# Model calibration of MLP, CNN and ViT models

### Imports

In [1]:
import torch
from tqdm import tqdm

from matplotlib import pyplot as plt

from model_utils import get_test_data_and_model
from utils.metrics import topk_acc, AverageMeter
from utils.reliability_plot import *

### Compare distribution of confidence for correctly classified images

In [None]:
# Define a test function that evaluates test accuracy
@torch.no_grad()
def test(model, loader, model_name=None):
    total_acc, total_top5 = AverageMeter(), AverageMeter()
    all_conf, true_label_conv, true_label_corr_conf = [], [], []

    model.eval()

    for ims, targs in tqdm(loader, desc="Evaluation"):
        preds = model(ims)
        acc, top5 = topk_acc(preds, targs, k=5, avg=True)
        total_acc.update(acc, ims.shape[0])
        total_top5.update(top5, ims.shape[0])

        p = torch.nn.functional.softmax(preds, dim = 1)
        true_label_p = p[range(ims.shape[0]), targs]
        pred_labels = preds.argmax(dim=1)
        true_label_corr_p = true_label_p[pred_labels == targs]
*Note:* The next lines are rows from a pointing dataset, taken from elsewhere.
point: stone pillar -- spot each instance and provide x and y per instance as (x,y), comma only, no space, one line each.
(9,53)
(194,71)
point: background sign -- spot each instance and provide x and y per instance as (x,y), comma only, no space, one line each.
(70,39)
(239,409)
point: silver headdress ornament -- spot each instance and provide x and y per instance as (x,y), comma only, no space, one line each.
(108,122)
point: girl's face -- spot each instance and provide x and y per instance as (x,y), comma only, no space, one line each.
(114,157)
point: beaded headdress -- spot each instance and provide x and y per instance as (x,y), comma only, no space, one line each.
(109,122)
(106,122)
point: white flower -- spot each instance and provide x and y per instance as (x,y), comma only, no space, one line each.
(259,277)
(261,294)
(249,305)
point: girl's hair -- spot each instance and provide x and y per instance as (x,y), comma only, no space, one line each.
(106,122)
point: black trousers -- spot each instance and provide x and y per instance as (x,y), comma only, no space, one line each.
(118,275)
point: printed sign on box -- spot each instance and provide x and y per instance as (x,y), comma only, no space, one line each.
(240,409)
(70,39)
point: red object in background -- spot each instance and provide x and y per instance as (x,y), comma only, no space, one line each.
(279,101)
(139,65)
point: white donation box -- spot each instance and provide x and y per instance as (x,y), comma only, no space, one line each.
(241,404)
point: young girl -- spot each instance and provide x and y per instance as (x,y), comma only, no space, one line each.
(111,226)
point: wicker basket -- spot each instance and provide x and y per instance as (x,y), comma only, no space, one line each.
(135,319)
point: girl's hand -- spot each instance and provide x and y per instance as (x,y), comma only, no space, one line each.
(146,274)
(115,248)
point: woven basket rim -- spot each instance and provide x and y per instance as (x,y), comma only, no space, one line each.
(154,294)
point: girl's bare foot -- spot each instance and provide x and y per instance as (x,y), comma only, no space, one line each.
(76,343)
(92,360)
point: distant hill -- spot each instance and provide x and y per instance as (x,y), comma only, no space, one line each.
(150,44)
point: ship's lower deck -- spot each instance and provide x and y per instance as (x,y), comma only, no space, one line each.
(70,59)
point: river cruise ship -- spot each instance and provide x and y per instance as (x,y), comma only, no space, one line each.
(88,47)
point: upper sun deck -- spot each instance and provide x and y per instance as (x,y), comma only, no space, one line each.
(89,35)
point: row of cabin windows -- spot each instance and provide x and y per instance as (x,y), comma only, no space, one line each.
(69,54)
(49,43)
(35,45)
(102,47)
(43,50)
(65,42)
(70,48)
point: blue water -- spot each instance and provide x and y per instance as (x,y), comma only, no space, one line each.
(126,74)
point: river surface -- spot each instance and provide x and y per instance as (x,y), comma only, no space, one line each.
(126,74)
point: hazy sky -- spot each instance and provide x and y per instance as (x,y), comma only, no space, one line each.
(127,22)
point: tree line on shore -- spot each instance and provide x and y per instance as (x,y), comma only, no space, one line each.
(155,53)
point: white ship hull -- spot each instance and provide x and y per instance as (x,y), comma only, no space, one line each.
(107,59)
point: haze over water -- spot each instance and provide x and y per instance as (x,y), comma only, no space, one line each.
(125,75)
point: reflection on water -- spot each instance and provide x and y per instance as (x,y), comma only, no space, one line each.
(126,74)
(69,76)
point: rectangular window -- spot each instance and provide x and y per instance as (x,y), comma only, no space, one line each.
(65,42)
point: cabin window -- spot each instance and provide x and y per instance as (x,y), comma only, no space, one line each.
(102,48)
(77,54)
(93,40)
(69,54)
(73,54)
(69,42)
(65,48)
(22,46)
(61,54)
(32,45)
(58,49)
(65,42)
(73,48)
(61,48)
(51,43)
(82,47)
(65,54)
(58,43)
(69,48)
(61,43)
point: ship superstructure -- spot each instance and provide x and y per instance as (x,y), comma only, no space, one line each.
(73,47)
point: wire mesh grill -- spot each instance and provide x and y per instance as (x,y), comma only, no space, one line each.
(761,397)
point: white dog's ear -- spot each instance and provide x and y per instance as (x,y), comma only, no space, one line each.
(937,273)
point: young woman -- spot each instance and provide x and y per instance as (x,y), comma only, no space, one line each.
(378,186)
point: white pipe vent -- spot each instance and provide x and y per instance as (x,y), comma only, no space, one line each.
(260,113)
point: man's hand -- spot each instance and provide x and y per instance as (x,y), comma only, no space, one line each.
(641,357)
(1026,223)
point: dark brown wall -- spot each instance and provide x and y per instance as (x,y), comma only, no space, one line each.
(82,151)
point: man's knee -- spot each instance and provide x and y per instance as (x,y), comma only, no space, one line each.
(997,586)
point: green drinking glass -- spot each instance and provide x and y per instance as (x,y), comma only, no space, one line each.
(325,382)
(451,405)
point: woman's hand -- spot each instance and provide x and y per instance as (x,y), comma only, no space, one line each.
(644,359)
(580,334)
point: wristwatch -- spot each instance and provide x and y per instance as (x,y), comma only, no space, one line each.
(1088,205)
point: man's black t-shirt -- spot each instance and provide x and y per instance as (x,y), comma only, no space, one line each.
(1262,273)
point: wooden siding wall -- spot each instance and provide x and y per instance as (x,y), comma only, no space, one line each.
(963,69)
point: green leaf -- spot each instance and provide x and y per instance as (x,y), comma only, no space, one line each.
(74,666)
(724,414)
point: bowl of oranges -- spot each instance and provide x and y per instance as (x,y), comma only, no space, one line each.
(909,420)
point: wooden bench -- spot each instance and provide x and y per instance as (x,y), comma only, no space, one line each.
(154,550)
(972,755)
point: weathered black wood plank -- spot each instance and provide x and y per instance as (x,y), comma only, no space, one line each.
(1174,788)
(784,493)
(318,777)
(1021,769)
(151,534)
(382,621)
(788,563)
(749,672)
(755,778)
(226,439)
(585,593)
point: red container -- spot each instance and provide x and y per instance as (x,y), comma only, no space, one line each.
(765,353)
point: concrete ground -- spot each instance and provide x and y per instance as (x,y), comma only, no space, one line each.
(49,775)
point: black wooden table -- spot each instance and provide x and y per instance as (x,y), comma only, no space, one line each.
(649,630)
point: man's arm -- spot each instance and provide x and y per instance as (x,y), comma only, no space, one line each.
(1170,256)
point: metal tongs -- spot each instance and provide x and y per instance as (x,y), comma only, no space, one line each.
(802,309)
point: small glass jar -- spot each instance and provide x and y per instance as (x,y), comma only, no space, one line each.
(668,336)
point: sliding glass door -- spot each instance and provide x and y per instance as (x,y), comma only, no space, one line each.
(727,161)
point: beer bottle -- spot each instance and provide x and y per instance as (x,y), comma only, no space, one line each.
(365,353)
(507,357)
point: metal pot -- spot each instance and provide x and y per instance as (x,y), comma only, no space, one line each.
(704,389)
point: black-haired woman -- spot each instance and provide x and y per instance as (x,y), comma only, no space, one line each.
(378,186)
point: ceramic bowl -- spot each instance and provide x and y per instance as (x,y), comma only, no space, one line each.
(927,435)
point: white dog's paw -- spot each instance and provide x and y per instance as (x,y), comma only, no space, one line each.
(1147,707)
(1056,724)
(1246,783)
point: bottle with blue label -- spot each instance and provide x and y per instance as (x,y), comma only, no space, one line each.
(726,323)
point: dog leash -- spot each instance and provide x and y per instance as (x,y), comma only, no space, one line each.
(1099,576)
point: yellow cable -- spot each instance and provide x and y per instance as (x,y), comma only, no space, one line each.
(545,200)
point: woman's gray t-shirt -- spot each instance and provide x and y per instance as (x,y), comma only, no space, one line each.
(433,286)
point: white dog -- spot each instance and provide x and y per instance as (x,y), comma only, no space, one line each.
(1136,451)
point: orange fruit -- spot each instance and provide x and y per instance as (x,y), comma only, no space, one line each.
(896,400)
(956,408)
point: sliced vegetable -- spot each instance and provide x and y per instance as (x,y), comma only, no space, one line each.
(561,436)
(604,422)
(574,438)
        all_conf.append(p.flatten().cpu().numpy())
        true_label_conv.append(true_label_p.flatten().cpu().numpy())
        true_label_corr_conf.append(true_label_corr_p.flatten().cpu().numpy())

    return (
        total_acc.get_avg(percentage=True),
        total_top5.get_avg(percentage=True),
        all_conf,
        true_label_conv,
        true_label_corr_conf,
    )

In [None]:
dataset_name = 'cifar10'
model_name = 'mlp'

data_loader, model = get_test_data_and_model(dataset=dataset_name, model=model_name, data_path='/scratch/data/ffcv/')
test_acc, test_top5, all_conf, true_label_conv, true_label_corr_conf = test(model, data_loader, model_name)

# Print all the stats
print("Test Accuracy        ", "{:.4f}".format(test_acc))
print("Top 5 Test Accuracy          ", "{:.4f}".format(test_top5))

In [None]:
def flatten_comprehension(matrix):
    return [item for row in matrix for item in row]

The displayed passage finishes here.